# PRD-108 Reproducibility Guide

## Purpose

This guide shows a technical advisor where to look and what to run to verify the PRD-108 claims.

It is not a full benchmark kit. It is a practical inspection and rerun path.

## Repository Areas

Core implementation:

* `automatos-ai/orchestrator/core/ports/context.py`
* `automatos-ai/orchestrator/modules/context/adapters/vector_field.py`
* `automatos-ai/orchestrator/modules/context/adapters/redis_context.py`
* `automatos-ai/orchestrator/modules/context/factory.py`
* `automatos-ai/orchestrator/modules/context/instrumentation.py`

Agent tool surface:

* `automatos-ai/orchestrator/modules/tools/discovery/actions_field.py`
* `automatos-ai/orchestrator/modules/tools/discovery/platform_executor.py`
* `automatos-ai/orchestrator/consumers/chatbot/auto.py`

Coordinator integration:

* `automatos-ai/orchestrator/services/coordinator_service.py`

Tests and demos:

* `automatos-ai/orchestrator/tests/test_vector_field.py`
* `automatos-ai/orchestrator/tests/demo_field_stress.py`
* `automatos-ai/orchestrator/tests/demo_ab_comparison.py`

Primary docs:

* `automatos-ai/docs/PRD-108-ALGORITHMS.md`
* `automatos-ai/docs/PRD-108-IMPLEMENTATION.md`
* `automatos-ai/docs/PRD-108-TECHNICAL-DISCLOSURE.md`

## Quick Inspection Checklist

### 1. Confirm the common interface exists

Open:

* `automatos-ai/orchestrator/core/ports/context.py`

Verify the four required methods:

* `create_context`
* `inject`
* `query`
* `destroy_context`

This is the basis for the "same orchestration, different backend" claim.
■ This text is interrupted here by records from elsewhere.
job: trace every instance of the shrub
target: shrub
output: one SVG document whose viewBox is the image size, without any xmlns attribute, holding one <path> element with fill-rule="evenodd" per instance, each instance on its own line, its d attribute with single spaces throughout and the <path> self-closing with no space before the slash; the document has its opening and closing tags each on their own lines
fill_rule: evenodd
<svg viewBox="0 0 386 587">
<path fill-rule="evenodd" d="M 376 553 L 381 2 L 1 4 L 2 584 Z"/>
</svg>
### 2. Confirm the vector-field backend exists

Open:

* `automatos-ai/orchestrator/modules/context/adapters/vector_field.py`

Verify these implementation features:

* Qdrant-backed collection per mission field
* payload indexes
* SHA-256 deduplication
* query-time resonance scoring
* decay and access boost
* co-access reinforcement

### 3. Confirm the baseline exists

Open:

* `automatos-ai/orchestrator/modules/context/adapters/redis_context.py`

Verify that it implements the same port with a simpler keyword/message-passing baseline.

### 4. Confirm orchestration integration exists

Open:

* `automatos-ai/orchestrator/services/coordinator_service.py`

Inspect:

* `_create_mission_field(...)`
* `_inject_task_output_into_field(...)`
* `_destroy_mission_field(...)`
* `_cleanup_terminal_fields(...)`

This is the evidence for mission lifecycle ownership.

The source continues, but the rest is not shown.